1

Plus que jamais, 10 ans après l’apéro saucisson-pinard, à bas l’islam !

J’aimerais d’abord rendre hommage à Maxime Lépante pour l’excellent travail qu’il avait réalisé et qui était à la base de notre mobilisation du 10 juin 2010. Il se rendait inlassablement, semaine après semaine, aux prières du vendredi dans les rues de Paris. Il a ainsi documenté par l’écrit, l’image et le son, l’insoutenable piétinement de nos lois. C’est bel et bien ce piétinement que pratiquaient des musulmans de toutes les couleurs, au vu et au su des « autorités ». Il y a dix ans déjà, ils nous démontraient quel était le rapport de force sur le terrain. Ce rapport penchait déjà en faveur des hors-la-loi. Les choses ont empiré depuis.

Par son travail documentaire, Maxime Lépante avait démontré que notre police était devenue supplétive de ces hors-la-loi. Ces musulmans-là s’emparaient donc de l’espace public pour se prosterner, face contre terre et derrière en l’air. Une indignité physique, morale et symbolique à laquelle se plient tous les musulmans pratiquants depuis plus de 14 siècles. Il était et il est toujours grand temps de dénoncer cette soumission indigne des êtres humains, y compris quand elle est, soi-disant, volontaire et consentie de plein gré. Honte à Mahomet qui l’a énoncée et honte aux musulmans qui s’y plient et la perpétuent ainsi, génération après génération ! Cette soumission, cette indignité humaine doit être abolie.
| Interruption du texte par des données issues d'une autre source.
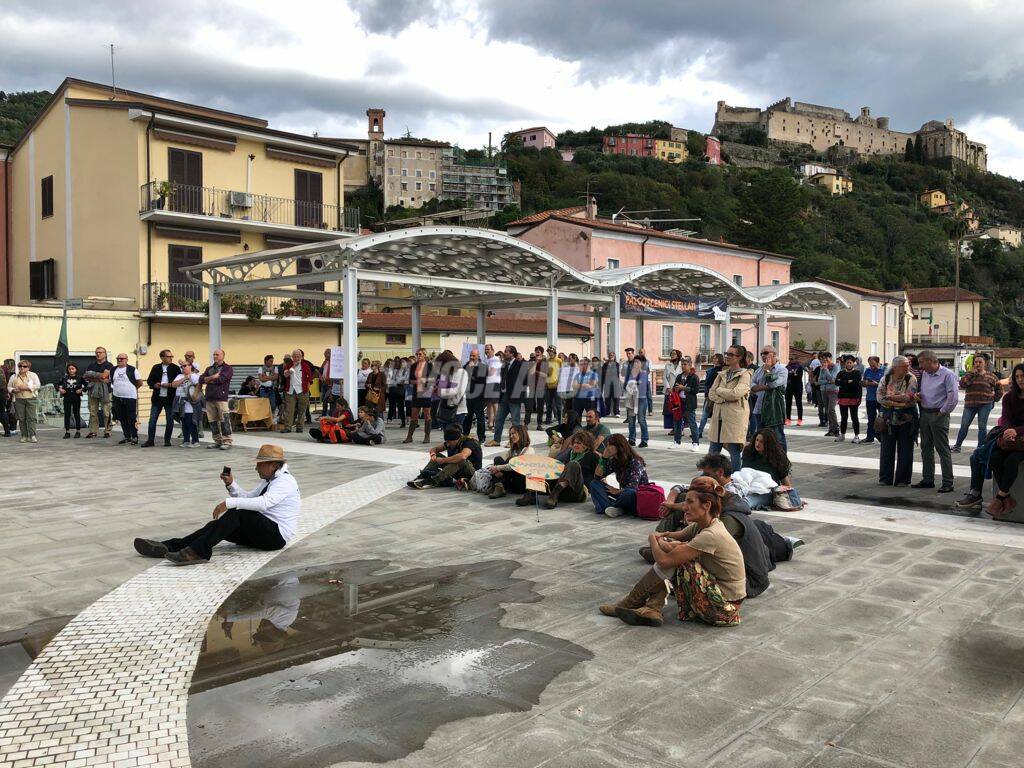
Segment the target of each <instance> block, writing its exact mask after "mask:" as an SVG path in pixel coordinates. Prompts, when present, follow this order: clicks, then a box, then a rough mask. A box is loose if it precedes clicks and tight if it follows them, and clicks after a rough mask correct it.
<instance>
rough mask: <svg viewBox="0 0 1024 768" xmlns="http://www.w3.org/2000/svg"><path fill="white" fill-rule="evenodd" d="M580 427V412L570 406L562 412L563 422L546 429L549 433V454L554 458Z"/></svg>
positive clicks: (562, 417)
mask: <svg viewBox="0 0 1024 768" xmlns="http://www.w3.org/2000/svg"><path fill="white" fill-rule="evenodd" d="M578 429H580V413H579V412H578V411H573V410H572V409H570V408H569V409H566V410H565V411H564V412H563V413H562V420H561V422H560V423H559V424H558V425H556V426H554V427H548V428H547V429H546V430H545V431H546V432H547V433H548V456H550V457H552V458H554V457H557V456H558V454H560V453H562V452H563V451H564V450H565V446H566V444H567V443H566V440H567V439H568V438H569V435H572V434H575V432H577V430H578Z"/></svg>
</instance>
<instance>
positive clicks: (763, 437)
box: [743, 429, 801, 509]
mask: <svg viewBox="0 0 1024 768" xmlns="http://www.w3.org/2000/svg"><path fill="white" fill-rule="evenodd" d="M743 469H756V470H758V471H759V472H767V473H768V474H770V475H771V478H772V479H773V480H774V481H775V482H776V483H778V486H777V487H776V488H775V489H776V490H788V492H790V498H791V502H793V504H794V506H797V507H800V506H801V501H800V495H799V494H797V490H796V488H794V487H793V464H792V463H791V462H790V459H788V457H786V455H785V450H784V449H783V447H782V443H780V442H779V441H778V437H777V436H776V434H775V430H773V429H762V430H760V431H758V432H757V433H755V435H754V439H753V440H751V441H750V442H748V443H746V446H745V447H744V449H743ZM746 503H748V504H750V505H751V509H771V506H772V494H748V495H746Z"/></svg>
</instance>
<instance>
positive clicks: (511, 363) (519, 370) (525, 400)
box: [501, 359, 529, 403]
mask: <svg viewBox="0 0 1024 768" xmlns="http://www.w3.org/2000/svg"><path fill="white" fill-rule="evenodd" d="M528 373H529V371H528V364H527V362H526V361H525V360H520V359H514V360H512V361H511V362H506V364H505V365H504V366H502V395H501V401H502V402H509V403H513V402H525V401H526V396H527V387H526V376H527V374H528Z"/></svg>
La terre entière doit s’en débarrasser.

Curieusement, les musulmanes de Paris et de ses banlieues priaient chez elles. Elles démontraient ainsi que ce n’était nullement la piété qui poussait ces troupes masculines à imposer leurs rites indignes dans l’espace public. En invitant ces musulmans à venir prier à la Grande Mosquée de Paris, Dalil Boubakeur avait bien démontré que ce n’était pas le manque de place qui incitait ces gens-là à s’aplatir sur le pavé. C’était une démonstration de force que constituait cette présence en masse dans l’espace public. Une manifestation de la force d’un groupe religieux devant laquelle nos « autorités » cédait et pliaient l’échine en quelque sorte. Et au final, ce groupe de pression est parvenu à obtenir ce qu’il cherchait. Aux frais de la princesse Marianne, une ancienne caserne de pompiers, aux portes de Paris, a fini par lui être allouée. De plus, un « Institut des cultures d’Islam » fut financé par la ville de Paris. La culture de la soumission, inscrite dans le corps, l’espace et le temps, est aujourd’hui célébrée à Paris, financée par nos concitoyennes et nos concitoyens. On est descendu bien bas. Quelle honte pour la France et les Français !

L’inaction, que dis-je, la collaboration docile de la préfecture de police démontrait que notre État, ainsi que la mairie de Paris, participaient à la manifestation de notre soumission, face à Allah et à ses représentants sur terre.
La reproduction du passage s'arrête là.